Türkiye'nin dünyadaki değişime adapte olacağına inanıyorum. AB üyeliği gerçekçi olsa idi, bu daha hızlı bir şekilde başarılabilirdi. Doğu Avrupa ülkeleri bu süreci daha sancısız bir şekilde gerçekleştirdi. Tabi Avrupa Müslüman ve dev nüfuslu bir ülkenin tam üye olmasından korkuyor. Avrupa'da da bu konuda çelişki var. Demokrasi kavramının, dinle sorunu Avrupa'da çoktan aşılmıştı. Türkiye, farklı siyasi görüşlerin bulunduğu bağımsız bir ülke. Yol ayrımında bulunuyor. Bu farklılıklar avantaja da, engellere de dönüşebilir.
Rusya'nın bilinci Batı merkezli. Batılı demiyorum, Batı merkezli. Biz Batı'nın yanlışlarını görebiliriz, eleştiririz, öfkelenebiliriz, ancak yüzümüz hep Batı'ya dönük. Türkiye ile ilgili ciddi anlamda bilgi eksikliğimiz var. Tarihte yaşadığımız olumsuz olayları iyi biliyoruz. Geçmişe ait, asırlarca süren ilişkiler günümüzün gerçeklerini gölgeliyor. Önümüzde önemli hedefimiz var; Rusya Türkiye ile ilgili bilgisini çoğaltmalı. Türkiye de Rusya'yı artık daha iyi anlamalı.

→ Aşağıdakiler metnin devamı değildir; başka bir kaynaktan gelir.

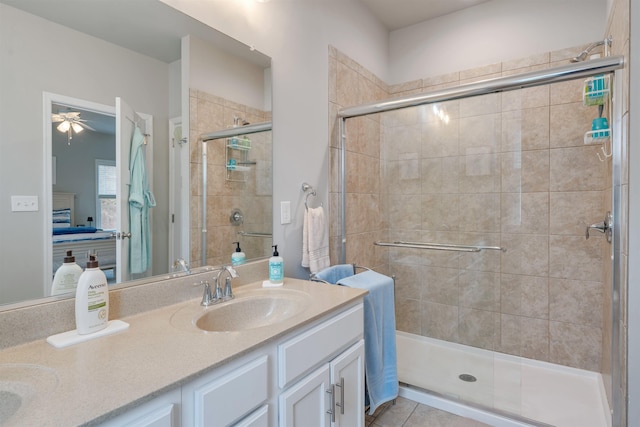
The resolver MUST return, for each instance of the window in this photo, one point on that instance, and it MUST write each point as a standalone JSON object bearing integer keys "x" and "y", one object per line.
{"x": 106, "y": 209}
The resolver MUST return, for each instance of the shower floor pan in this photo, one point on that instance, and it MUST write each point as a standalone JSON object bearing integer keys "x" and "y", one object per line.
{"x": 542, "y": 392}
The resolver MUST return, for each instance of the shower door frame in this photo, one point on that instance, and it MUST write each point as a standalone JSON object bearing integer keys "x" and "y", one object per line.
{"x": 573, "y": 71}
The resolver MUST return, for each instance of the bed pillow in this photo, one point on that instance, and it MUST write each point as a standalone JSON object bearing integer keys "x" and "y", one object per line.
{"x": 61, "y": 218}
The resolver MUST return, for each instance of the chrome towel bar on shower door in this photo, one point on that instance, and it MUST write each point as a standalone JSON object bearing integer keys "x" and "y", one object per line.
{"x": 440, "y": 246}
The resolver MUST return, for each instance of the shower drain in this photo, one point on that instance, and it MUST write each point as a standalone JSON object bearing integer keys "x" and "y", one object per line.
{"x": 467, "y": 377}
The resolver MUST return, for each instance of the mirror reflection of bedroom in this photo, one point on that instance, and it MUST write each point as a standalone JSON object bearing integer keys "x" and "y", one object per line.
{"x": 83, "y": 187}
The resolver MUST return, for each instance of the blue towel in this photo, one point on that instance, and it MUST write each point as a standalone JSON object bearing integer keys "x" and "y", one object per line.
{"x": 379, "y": 336}
{"x": 335, "y": 273}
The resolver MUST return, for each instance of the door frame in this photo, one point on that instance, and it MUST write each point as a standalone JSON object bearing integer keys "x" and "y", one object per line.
{"x": 178, "y": 194}
{"x": 47, "y": 193}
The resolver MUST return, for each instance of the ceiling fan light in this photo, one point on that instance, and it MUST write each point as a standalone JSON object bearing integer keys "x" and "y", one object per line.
{"x": 64, "y": 126}
{"x": 76, "y": 127}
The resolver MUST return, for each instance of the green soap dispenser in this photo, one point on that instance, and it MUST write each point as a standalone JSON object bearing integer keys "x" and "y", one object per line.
{"x": 276, "y": 267}
{"x": 238, "y": 257}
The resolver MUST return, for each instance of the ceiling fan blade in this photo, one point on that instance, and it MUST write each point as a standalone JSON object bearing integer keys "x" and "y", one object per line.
{"x": 84, "y": 125}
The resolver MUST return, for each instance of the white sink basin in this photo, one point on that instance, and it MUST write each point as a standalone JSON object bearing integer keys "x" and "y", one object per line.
{"x": 251, "y": 309}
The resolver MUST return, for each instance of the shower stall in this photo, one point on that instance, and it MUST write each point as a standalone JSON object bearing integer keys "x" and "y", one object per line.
{"x": 486, "y": 202}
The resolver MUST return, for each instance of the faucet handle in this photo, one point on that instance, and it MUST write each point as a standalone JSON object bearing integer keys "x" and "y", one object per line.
{"x": 207, "y": 296}
{"x": 232, "y": 271}
{"x": 228, "y": 292}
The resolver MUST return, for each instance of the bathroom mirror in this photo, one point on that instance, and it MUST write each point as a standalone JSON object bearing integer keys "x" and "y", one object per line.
{"x": 93, "y": 51}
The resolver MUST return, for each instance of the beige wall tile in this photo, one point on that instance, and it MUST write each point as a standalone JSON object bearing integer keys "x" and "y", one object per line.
{"x": 479, "y": 290}
{"x": 525, "y": 98}
{"x": 565, "y": 176}
{"x": 440, "y": 175}
{"x": 408, "y": 315}
{"x": 481, "y": 105}
{"x": 575, "y": 301}
{"x": 480, "y": 212}
{"x": 572, "y": 212}
{"x": 481, "y": 71}
{"x": 524, "y": 295}
{"x": 440, "y": 139}
{"x": 525, "y": 213}
{"x": 439, "y": 321}
{"x": 569, "y": 123}
{"x": 486, "y": 260}
{"x": 525, "y": 254}
{"x": 575, "y": 345}
{"x": 526, "y": 171}
{"x": 525, "y": 129}
{"x": 479, "y": 173}
{"x": 440, "y": 212}
{"x": 540, "y": 59}
{"x": 574, "y": 257}
{"x": 478, "y": 328}
{"x": 440, "y": 285}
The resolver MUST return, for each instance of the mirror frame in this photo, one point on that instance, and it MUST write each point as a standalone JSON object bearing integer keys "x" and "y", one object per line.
{"x": 222, "y": 41}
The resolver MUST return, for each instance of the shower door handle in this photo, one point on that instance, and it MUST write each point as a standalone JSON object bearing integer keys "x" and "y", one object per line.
{"x": 605, "y": 227}
{"x": 341, "y": 404}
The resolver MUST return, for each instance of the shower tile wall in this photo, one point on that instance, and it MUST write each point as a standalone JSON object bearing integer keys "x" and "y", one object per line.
{"x": 209, "y": 113}
{"x": 506, "y": 170}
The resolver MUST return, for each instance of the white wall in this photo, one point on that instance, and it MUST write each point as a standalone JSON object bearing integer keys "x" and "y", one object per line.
{"x": 222, "y": 74}
{"x": 35, "y": 56}
{"x": 493, "y": 32}
{"x": 634, "y": 221}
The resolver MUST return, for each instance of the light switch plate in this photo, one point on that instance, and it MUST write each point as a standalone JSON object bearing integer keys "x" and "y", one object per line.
{"x": 24, "y": 203}
{"x": 285, "y": 212}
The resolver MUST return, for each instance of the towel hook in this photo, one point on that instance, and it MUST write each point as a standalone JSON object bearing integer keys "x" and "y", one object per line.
{"x": 309, "y": 191}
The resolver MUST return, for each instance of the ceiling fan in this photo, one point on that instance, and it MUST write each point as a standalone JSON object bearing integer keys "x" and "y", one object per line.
{"x": 70, "y": 122}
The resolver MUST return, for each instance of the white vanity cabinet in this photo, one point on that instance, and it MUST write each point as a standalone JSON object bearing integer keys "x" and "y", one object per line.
{"x": 162, "y": 411}
{"x": 333, "y": 393}
{"x": 227, "y": 395}
{"x": 312, "y": 376}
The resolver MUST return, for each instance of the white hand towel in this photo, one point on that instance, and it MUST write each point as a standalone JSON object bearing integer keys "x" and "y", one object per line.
{"x": 315, "y": 240}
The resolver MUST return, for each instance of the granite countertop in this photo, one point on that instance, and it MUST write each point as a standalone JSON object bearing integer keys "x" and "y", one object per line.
{"x": 92, "y": 381}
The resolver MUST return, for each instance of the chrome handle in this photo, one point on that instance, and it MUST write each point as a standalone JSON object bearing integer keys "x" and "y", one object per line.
{"x": 606, "y": 227}
{"x": 341, "y": 404}
{"x": 207, "y": 297}
{"x": 331, "y": 391}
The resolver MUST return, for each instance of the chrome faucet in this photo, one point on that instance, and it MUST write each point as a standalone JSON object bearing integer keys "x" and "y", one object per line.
{"x": 227, "y": 292}
{"x": 218, "y": 294}
{"x": 181, "y": 265}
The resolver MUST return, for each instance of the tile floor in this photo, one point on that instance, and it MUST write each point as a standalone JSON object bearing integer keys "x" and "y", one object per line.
{"x": 407, "y": 413}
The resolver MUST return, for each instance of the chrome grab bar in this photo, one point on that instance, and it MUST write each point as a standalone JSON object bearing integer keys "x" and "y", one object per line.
{"x": 249, "y": 234}
{"x": 440, "y": 246}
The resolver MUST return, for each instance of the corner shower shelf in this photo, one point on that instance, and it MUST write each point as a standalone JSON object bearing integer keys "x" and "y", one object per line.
{"x": 597, "y": 136}
{"x": 596, "y": 90}
{"x": 237, "y": 159}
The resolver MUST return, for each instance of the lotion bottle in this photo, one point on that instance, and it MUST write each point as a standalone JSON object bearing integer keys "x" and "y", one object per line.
{"x": 67, "y": 275}
{"x": 238, "y": 257}
{"x": 276, "y": 267}
{"x": 92, "y": 299}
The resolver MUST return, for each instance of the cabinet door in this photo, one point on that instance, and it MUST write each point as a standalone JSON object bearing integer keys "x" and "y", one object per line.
{"x": 347, "y": 374}
{"x": 307, "y": 402}
{"x": 227, "y": 395}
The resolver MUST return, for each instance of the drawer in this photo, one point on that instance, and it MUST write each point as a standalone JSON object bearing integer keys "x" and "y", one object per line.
{"x": 304, "y": 352}
{"x": 259, "y": 418}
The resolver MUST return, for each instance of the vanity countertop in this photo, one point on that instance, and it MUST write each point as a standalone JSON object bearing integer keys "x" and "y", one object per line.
{"x": 101, "y": 378}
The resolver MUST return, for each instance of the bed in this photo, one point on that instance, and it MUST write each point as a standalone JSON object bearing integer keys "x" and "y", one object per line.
{"x": 81, "y": 240}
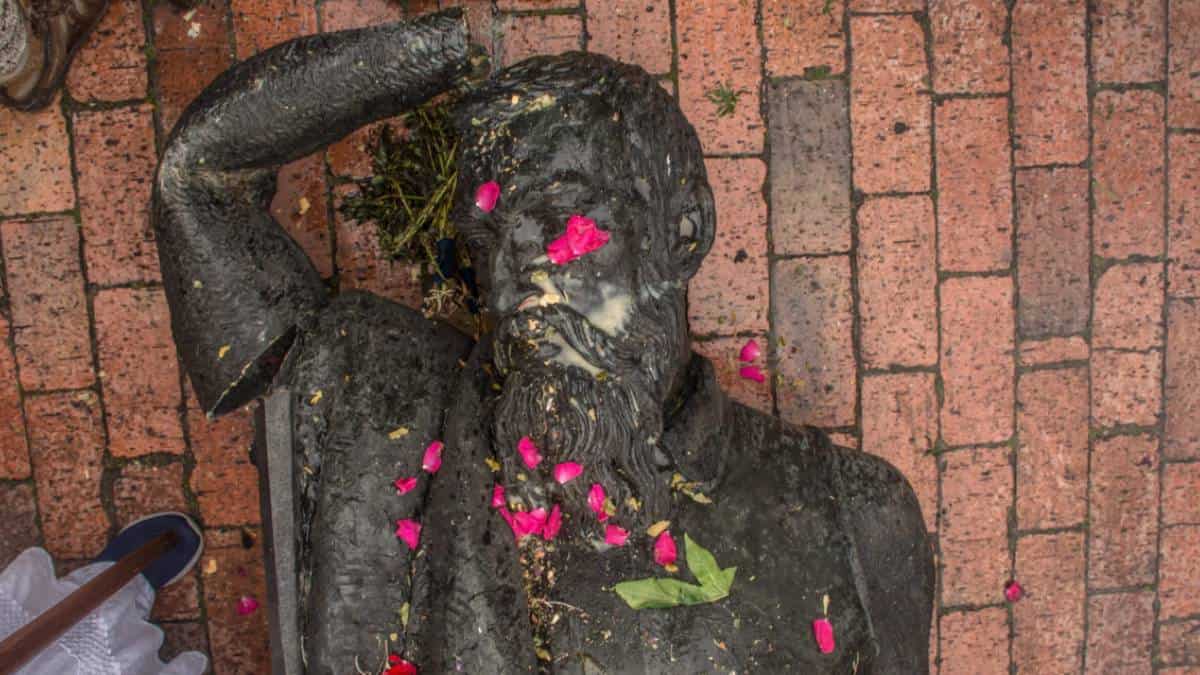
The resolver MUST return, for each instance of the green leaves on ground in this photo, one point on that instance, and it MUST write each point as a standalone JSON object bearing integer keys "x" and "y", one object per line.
{"x": 664, "y": 592}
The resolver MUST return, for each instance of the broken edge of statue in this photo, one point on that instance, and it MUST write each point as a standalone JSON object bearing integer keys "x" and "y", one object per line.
{"x": 573, "y": 493}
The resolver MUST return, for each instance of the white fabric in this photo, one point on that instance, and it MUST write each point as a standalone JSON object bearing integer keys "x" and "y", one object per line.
{"x": 115, "y": 639}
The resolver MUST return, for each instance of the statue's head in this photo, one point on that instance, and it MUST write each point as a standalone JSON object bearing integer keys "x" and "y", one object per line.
{"x": 588, "y": 350}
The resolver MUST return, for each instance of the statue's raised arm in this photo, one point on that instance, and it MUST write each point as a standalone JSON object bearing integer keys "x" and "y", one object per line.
{"x": 237, "y": 284}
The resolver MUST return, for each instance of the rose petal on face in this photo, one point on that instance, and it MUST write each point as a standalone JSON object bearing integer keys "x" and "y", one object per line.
{"x": 405, "y": 485}
{"x": 529, "y": 453}
{"x": 567, "y": 471}
{"x": 553, "y": 524}
{"x": 750, "y": 351}
{"x": 615, "y": 535}
{"x": 486, "y": 196}
{"x": 246, "y": 605}
{"x": 753, "y": 372}
{"x": 432, "y": 461}
{"x": 597, "y": 497}
{"x": 1013, "y": 591}
{"x": 408, "y": 531}
{"x": 665, "y": 551}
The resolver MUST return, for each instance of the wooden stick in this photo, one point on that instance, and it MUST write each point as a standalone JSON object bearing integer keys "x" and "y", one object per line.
{"x": 30, "y": 639}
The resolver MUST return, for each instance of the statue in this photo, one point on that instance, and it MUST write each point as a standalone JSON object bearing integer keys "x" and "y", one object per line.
{"x": 588, "y": 380}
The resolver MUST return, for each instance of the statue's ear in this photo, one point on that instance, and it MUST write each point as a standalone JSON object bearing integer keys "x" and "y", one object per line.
{"x": 695, "y": 230}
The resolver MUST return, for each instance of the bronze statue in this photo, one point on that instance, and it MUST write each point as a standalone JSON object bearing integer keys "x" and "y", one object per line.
{"x": 589, "y": 366}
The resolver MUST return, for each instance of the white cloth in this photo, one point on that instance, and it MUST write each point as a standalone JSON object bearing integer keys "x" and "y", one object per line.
{"x": 115, "y": 639}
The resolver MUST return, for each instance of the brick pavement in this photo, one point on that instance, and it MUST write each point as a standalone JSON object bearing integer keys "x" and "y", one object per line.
{"x": 969, "y": 232}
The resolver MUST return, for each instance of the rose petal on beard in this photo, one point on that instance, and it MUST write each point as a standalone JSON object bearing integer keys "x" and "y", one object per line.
{"x": 822, "y": 629}
{"x": 408, "y": 531}
{"x": 405, "y": 485}
{"x": 665, "y": 551}
{"x": 615, "y": 535}
{"x": 529, "y": 453}
{"x": 567, "y": 471}
{"x": 432, "y": 461}
{"x": 553, "y": 524}
{"x": 486, "y": 196}
{"x": 753, "y": 372}
{"x": 749, "y": 351}
{"x": 597, "y": 497}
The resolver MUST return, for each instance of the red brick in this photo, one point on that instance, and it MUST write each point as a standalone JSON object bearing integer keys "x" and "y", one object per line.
{"x": 115, "y": 157}
{"x": 1053, "y": 251}
{"x": 262, "y": 24}
{"x": 900, "y": 425}
{"x": 969, "y": 46}
{"x": 1128, "y": 42}
{"x": 1121, "y": 633}
{"x": 1126, "y": 387}
{"x": 814, "y": 320}
{"x": 719, "y": 46}
{"x": 809, "y": 167}
{"x": 1181, "y": 484}
{"x": 1182, "y": 428}
{"x": 361, "y": 264}
{"x": 228, "y": 494}
{"x": 1049, "y": 621}
{"x": 1049, "y": 82}
{"x": 18, "y": 527}
{"x": 1127, "y": 180}
{"x": 1051, "y": 464}
{"x": 975, "y": 204}
{"x": 975, "y": 641}
{"x": 1123, "y": 512}
{"x": 1183, "y": 87}
{"x": 977, "y": 359}
{"x": 635, "y": 31}
{"x": 112, "y": 65}
{"x": 977, "y": 495}
{"x": 529, "y": 36}
{"x": 239, "y": 644}
{"x": 139, "y": 372}
{"x": 35, "y": 157}
{"x": 1129, "y": 308}
{"x": 300, "y": 205}
{"x": 1179, "y": 572}
{"x": 724, "y": 353}
{"x": 803, "y": 35}
{"x": 1180, "y": 643}
{"x": 143, "y": 489}
{"x": 1183, "y": 216}
{"x": 730, "y": 292}
{"x": 49, "y": 314}
{"x": 67, "y": 447}
{"x": 1054, "y": 350}
{"x": 898, "y": 282}
{"x": 889, "y": 105}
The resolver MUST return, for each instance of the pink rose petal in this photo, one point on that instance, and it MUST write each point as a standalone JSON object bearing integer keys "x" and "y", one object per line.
{"x": 486, "y": 196}
{"x": 405, "y": 485}
{"x": 750, "y": 351}
{"x": 665, "y": 551}
{"x": 246, "y": 605}
{"x": 1013, "y": 591}
{"x": 581, "y": 238}
{"x": 408, "y": 531}
{"x": 567, "y": 471}
{"x": 753, "y": 372}
{"x": 597, "y": 497}
{"x": 553, "y": 524}
{"x": 529, "y": 453}
{"x": 616, "y": 536}
{"x": 432, "y": 461}
{"x": 822, "y": 629}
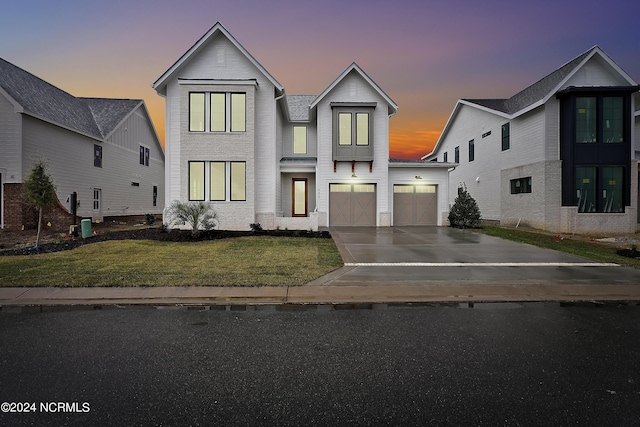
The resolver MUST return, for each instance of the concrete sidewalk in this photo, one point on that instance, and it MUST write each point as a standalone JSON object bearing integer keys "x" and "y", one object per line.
{"x": 429, "y": 292}
{"x": 399, "y": 265}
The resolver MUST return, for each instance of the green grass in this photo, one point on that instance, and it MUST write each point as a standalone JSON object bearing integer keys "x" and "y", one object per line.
{"x": 243, "y": 261}
{"x": 575, "y": 246}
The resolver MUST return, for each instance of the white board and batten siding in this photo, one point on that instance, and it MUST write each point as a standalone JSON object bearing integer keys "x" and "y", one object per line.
{"x": 221, "y": 60}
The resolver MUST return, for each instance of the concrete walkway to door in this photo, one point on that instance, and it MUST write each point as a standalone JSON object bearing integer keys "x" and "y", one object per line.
{"x": 446, "y": 256}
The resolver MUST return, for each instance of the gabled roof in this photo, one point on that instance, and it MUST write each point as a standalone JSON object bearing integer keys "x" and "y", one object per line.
{"x": 299, "y": 107}
{"x": 109, "y": 113}
{"x": 93, "y": 117}
{"x": 393, "y": 107}
{"x": 533, "y": 96}
{"x": 218, "y": 28}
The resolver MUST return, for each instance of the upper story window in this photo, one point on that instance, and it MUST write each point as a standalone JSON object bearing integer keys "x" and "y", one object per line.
{"x": 353, "y": 127}
{"x": 299, "y": 140}
{"x": 353, "y": 131}
{"x": 196, "y": 112}
{"x": 592, "y": 127}
{"x": 595, "y": 148}
{"x": 506, "y": 136}
{"x": 217, "y": 181}
{"x": 227, "y": 112}
{"x": 144, "y": 155}
{"x": 97, "y": 155}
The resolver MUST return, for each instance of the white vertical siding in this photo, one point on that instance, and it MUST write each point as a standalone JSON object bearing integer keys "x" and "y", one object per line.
{"x": 221, "y": 60}
{"x": 596, "y": 72}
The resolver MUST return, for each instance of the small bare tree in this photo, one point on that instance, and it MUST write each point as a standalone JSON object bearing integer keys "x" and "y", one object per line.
{"x": 199, "y": 215}
{"x": 39, "y": 191}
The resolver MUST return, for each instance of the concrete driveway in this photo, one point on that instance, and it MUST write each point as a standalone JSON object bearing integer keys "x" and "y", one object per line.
{"x": 443, "y": 255}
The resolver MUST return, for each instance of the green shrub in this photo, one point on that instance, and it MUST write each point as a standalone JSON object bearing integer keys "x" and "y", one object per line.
{"x": 198, "y": 215}
{"x": 464, "y": 212}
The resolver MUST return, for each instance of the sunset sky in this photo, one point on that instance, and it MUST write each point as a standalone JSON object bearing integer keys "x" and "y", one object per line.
{"x": 424, "y": 54}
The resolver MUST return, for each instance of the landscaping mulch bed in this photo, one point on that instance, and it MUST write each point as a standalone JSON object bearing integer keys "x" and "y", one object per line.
{"x": 159, "y": 234}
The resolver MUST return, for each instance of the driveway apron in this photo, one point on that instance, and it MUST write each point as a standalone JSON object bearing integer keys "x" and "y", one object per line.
{"x": 443, "y": 255}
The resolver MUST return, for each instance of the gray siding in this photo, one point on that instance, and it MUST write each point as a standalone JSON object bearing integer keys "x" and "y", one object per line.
{"x": 353, "y": 89}
{"x": 10, "y": 134}
{"x": 70, "y": 159}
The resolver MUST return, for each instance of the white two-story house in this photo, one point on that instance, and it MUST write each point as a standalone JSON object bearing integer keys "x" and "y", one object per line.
{"x": 236, "y": 139}
{"x": 559, "y": 155}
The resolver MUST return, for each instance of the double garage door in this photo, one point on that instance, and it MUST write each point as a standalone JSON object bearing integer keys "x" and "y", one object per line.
{"x": 415, "y": 205}
{"x": 355, "y": 204}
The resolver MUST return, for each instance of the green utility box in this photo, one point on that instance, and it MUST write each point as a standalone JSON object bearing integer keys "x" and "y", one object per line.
{"x": 86, "y": 228}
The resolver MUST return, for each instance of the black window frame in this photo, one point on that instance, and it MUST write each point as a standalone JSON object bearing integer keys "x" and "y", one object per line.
{"x": 506, "y": 136}
{"x": 97, "y": 155}
{"x": 521, "y": 185}
{"x": 598, "y": 154}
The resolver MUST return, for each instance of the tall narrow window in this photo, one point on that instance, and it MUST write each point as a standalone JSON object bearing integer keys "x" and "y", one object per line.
{"x": 196, "y": 112}
{"x": 97, "y": 156}
{"x": 299, "y": 140}
{"x": 218, "y": 112}
{"x": 238, "y": 181}
{"x": 506, "y": 136}
{"x": 344, "y": 123}
{"x": 196, "y": 180}
{"x": 299, "y": 196}
{"x": 612, "y": 120}
{"x": 586, "y": 119}
{"x": 218, "y": 181}
{"x": 238, "y": 112}
{"x": 612, "y": 180}
{"x": 586, "y": 188}
{"x": 362, "y": 129}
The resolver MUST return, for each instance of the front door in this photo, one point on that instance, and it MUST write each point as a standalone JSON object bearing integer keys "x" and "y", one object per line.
{"x": 299, "y": 197}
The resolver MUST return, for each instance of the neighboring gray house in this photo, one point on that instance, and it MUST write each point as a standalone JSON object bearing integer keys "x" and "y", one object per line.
{"x": 560, "y": 155}
{"x": 105, "y": 150}
{"x": 235, "y": 138}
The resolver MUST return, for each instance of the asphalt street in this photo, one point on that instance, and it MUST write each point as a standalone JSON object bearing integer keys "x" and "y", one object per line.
{"x": 492, "y": 364}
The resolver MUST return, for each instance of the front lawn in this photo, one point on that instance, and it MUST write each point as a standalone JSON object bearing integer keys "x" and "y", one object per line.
{"x": 576, "y": 245}
{"x": 242, "y": 261}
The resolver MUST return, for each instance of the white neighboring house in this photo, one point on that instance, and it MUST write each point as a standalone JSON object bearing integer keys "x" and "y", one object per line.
{"x": 105, "y": 150}
{"x": 558, "y": 156}
{"x": 236, "y": 139}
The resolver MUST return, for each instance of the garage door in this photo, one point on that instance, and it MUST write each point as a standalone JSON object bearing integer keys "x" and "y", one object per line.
{"x": 352, "y": 204}
{"x": 415, "y": 205}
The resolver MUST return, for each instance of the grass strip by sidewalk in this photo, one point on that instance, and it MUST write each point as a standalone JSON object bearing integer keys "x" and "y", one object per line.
{"x": 574, "y": 246}
{"x": 243, "y": 261}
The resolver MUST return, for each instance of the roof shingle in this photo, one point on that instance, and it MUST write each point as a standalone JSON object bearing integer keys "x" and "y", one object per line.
{"x": 91, "y": 116}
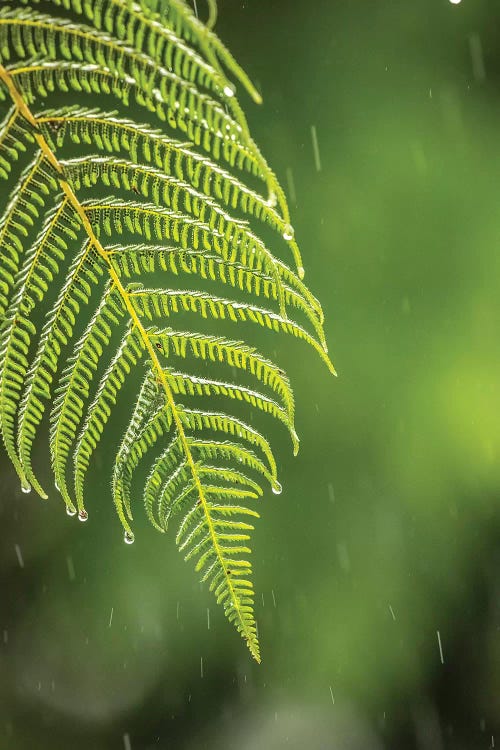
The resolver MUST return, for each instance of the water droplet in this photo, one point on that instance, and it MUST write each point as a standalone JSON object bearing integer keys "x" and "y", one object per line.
{"x": 128, "y": 537}
{"x": 273, "y": 199}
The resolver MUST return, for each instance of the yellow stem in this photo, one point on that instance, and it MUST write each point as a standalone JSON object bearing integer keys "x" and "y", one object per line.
{"x": 50, "y": 156}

Bence ikili ilişkilerde sevgi, kardeşlik ve dostluk tanımlarını bir kenara bırakmak gerekiyor. Bunları yöneticiler dillendirebilir. Ne kadar az duygu olursa o kadar başarı olur. İki ülkenin ulusal önceliklerini tanımlama da sorunları var. Entelektüel alanda diyalog oluşturulması gerekiyor. Bu resmi olanın dışında geliştirilmeli. Türk ve Rus aydınları ile yılda bir ya da iki kez bir araya gelerek birbirini anlamaya çalışmalı. Bunun tüm Avrasya coğrafyası için önemli olacağını düşünüyorum.